VERMONT TERROIR: INVESTIGATING THE RELATIONSHIP BETWEEN MAPLE SYRUP CHEMISTRY AND BEDROCK LITHOLOGY
Eighteen small-scale producers were chosen from across Vermont, distributed on three bedrock types: limestone, shale, and pelitic schist. None of the producers blend their syrups, and all utilize sap collected from a spatially restricted stand of sugar maples (known as a sugarbush). Sap and syrup samples were collected on three consecutive days from each sugarbush and were analyzed using ICP-AES following chemical digestion. Samples collected on different days, from different sugarbushes, and from different rock types exhibit a high degree of variability in chemical composition. However, concentrations of Ca, K, Mg, and Si are greatest in samples from sugarbushes over limestone, and lowest in those from schist. Using the Kruskal-Wallis test, differences in Ba, Ca, K, Mg, Si, and Sr concentration are highly significant (P < 0.05) in sap samples derived from sugarbushes over the three rocks types.

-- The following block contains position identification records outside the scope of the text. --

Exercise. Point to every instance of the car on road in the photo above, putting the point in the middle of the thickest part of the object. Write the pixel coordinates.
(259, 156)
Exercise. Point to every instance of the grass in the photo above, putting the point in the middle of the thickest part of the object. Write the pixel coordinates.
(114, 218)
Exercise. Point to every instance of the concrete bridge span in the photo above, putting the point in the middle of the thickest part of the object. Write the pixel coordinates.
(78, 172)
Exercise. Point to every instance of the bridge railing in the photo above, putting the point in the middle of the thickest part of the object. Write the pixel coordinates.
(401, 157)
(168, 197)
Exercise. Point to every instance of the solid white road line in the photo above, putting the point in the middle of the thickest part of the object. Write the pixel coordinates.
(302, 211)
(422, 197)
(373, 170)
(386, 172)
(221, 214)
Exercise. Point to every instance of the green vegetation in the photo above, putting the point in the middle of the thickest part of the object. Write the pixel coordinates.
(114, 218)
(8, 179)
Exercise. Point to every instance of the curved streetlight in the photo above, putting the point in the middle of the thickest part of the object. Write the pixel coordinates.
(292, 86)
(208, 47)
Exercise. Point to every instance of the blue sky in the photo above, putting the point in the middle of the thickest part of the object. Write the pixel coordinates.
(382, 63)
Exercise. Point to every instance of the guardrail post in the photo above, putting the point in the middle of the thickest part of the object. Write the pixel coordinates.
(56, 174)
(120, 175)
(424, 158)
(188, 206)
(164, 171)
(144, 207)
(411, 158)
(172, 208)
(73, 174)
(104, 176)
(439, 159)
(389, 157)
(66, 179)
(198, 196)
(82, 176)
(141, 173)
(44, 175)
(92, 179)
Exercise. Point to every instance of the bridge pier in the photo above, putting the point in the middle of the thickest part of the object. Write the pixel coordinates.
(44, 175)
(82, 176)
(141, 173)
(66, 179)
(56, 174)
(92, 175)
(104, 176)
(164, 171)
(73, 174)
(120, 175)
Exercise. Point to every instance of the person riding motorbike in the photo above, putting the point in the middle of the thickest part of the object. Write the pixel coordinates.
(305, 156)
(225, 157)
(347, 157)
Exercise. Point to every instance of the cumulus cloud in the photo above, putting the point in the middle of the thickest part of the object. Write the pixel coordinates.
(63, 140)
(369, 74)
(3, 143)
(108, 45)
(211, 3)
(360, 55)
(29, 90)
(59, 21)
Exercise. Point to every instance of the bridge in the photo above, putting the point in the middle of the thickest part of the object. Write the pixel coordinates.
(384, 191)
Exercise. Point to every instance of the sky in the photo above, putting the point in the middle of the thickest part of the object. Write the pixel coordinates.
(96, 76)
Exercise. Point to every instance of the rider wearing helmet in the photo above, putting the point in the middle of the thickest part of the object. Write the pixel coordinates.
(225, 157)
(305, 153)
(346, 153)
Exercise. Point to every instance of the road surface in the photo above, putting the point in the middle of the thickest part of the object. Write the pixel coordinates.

In syrups, differences in the amount of Mg and Si are highly significant, while differences in Ca and K are notable (P ~ 0.10). The disparity may reflect the influence of specific processing techniques and will be examined in future research.
Preliminary results from this study suggest that bedrock type contributes to the diversity and uniqueness of maple syrup produced in different areas. Future work will focus on additional local factors that may influence syrup composition and will examine the possibility of linkages between chemical composition and syrup flavor profile.